Noting the presence in the room of Don Ward, an Edneyville native and county commissioner in the 1990s, Bazzle recalled ranking school construction needs 20 years ago on a joint committee made up of county commissioners and school board members.
“We started doing this in 1998,” Bazzle said. “We went through a process, all the schools we looked at, we put them in a hierarchy based on different factors. There were three that were left to do.” The three are Balfour, which is being replaced by the Innovative High School at BRCC, Edneyville Elementary and Hendersonville High School.
As for enrollment, Bazzle said projections are hard to pin down, given the community’s population of seasonal farm workers.
“The population in this school fluctuates. It has always fluctuated,” he said. The system tracked where students came from and found that many came from Florida and South Carolina, where they also worked crops. “That’s always a number that changes. … But it hasn’t fluctuated that much in the last four to five years. I do not accept the fact that the numbers do not justify an elementary school.”

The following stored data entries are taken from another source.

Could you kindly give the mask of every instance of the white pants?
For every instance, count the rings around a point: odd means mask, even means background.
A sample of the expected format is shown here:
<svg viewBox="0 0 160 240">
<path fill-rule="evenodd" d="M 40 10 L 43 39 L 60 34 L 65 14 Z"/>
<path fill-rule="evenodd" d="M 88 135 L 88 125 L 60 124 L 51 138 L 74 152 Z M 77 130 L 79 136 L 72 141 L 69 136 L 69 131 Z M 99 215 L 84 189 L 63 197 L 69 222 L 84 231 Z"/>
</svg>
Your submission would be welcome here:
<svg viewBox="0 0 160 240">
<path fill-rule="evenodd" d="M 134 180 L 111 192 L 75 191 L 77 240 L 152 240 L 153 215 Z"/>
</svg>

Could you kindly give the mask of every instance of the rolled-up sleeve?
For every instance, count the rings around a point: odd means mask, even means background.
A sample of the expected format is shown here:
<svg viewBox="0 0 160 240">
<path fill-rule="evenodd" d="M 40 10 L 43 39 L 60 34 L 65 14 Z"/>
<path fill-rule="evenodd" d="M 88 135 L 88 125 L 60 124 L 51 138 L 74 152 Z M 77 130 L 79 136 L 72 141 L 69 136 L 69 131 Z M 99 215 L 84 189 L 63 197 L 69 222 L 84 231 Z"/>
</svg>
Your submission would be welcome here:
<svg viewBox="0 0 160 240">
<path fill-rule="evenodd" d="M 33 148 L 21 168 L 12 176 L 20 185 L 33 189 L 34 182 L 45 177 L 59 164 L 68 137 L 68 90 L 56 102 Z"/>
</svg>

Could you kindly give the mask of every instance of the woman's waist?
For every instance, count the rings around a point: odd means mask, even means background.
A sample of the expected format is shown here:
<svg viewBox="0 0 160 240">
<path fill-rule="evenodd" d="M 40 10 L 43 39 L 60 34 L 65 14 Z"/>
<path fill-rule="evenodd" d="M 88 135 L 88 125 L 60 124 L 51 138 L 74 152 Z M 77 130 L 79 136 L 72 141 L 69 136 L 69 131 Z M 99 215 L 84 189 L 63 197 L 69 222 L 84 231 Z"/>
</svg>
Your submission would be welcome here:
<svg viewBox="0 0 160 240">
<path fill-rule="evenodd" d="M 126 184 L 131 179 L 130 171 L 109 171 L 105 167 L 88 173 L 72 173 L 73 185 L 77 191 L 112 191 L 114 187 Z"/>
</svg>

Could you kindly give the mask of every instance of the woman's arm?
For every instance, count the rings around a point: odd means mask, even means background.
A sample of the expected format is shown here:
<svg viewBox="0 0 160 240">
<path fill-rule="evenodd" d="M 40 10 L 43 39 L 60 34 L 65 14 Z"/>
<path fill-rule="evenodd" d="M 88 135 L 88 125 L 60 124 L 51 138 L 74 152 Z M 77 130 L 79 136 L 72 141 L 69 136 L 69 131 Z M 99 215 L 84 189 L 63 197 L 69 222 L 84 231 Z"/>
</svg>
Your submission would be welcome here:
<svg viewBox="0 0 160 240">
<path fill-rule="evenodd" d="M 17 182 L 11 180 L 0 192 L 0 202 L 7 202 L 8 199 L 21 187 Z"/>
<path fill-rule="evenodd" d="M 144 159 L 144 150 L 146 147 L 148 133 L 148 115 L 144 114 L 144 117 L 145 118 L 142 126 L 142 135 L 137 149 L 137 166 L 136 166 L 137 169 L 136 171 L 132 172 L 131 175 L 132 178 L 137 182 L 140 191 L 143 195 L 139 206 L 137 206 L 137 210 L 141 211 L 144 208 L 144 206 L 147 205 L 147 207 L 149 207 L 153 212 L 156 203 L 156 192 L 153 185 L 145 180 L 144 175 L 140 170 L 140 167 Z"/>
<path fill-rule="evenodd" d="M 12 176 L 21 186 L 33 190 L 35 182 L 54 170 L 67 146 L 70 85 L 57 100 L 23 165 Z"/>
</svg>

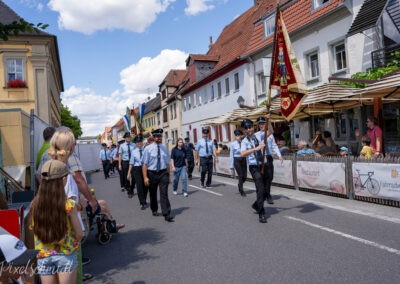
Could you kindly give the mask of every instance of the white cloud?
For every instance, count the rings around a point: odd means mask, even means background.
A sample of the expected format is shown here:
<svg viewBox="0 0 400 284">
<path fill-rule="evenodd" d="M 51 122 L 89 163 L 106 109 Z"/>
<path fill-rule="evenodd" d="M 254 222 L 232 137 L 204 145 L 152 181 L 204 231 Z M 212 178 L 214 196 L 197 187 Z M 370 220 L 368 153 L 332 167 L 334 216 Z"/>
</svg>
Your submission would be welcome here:
<svg viewBox="0 0 400 284">
<path fill-rule="evenodd" d="M 185 69 L 188 54 L 180 50 L 164 49 L 156 57 L 143 57 L 121 71 L 120 83 L 125 93 L 146 93 L 158 89 L 170 69 Z"/>
<path fill-rule="evenodd" d="M 60 28 L 92 34 L 98 30 L 123 29 L 143 32 L 175 0 L 50 0 L 59 13 Z"/>
<path fill-rule="evenodd" d="M 185 14 L 194 16 L 212 10 L 215 7 L 212 2 L 213 0 L 186 0 Z"/>
<path fill-rule="evenodd" d="M 106 126 L 114 125 L 127 107 L 153 97 L 169 70 L 185 68 L 187 56 L 183 51 L 167 49 L 154 58 L 141 58 L 121 71 L 123 90 L 102 96 L 90 88 L 71 86 L 62 94 L 62 103 L 81 120 L 83 136 L 98 135 Z"/>
</svg>

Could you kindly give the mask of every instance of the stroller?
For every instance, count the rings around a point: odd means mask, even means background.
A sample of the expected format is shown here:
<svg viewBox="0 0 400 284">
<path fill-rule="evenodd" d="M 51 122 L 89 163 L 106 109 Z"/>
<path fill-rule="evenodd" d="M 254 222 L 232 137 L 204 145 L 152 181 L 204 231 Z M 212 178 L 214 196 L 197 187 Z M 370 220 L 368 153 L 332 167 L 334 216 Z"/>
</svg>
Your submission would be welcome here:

“The overriding consideration is, is there a need for a school with 550 students? Yes there is, without a doubt.”
School Board members urged the Edneyville parents to be patient and vowed to fight with them to “Save Edneyville Elementary,” as a letterhead said on top of the parent meeting agenda.

'We'll fight for your school'

“I can see why you’re concerned because in their letter to us it does say (enrollment projections are) raising doubts about the need for that school,” Wood said.
Wood reminded the parents that his wife had taught at Edneyville Elementary for 11 years and he had taught at Edneyville High School.
“I know firsthand the pride that you take in your community, in your schools, your churches,” he said. “I know some of you are still hurting about losing your high school. Believe me, we’ll fight for your school. You’ve made remarkable progress in the last two or three years here.”
Houston also pledged to support Edneyville.
“I’ve been on the board for four years and I know we’ve had this conversation for those four years,” he said. “It was very clear to us that there was a need here and I came on a visit here and I saw the need. We were very clear that Balfour and Edneyville were our No. 1 and Hendersonville was a distant third. Something needed to be done about that but something needed to be done here first. Fiscally I don’t see the sense in spending almost half the cost on renovation when a new school is very easily built here. And even if the numbers did decline some there’s still a need for it.”
Amy Lynn Holt, who joined the board in 2010, said the Edneyville Elementary project was a high priority then and remains one today, whether commissioners agree or not. Commissioners told the School Board that "a compelling case for the construction of a new elementary school simply has not been presented."
“As far as making a case to the commissioners, I didn’t know we needed to do that,” Holt said. “I thought we made decisions on this school system. I thought this was our school district, that we were the School Board.”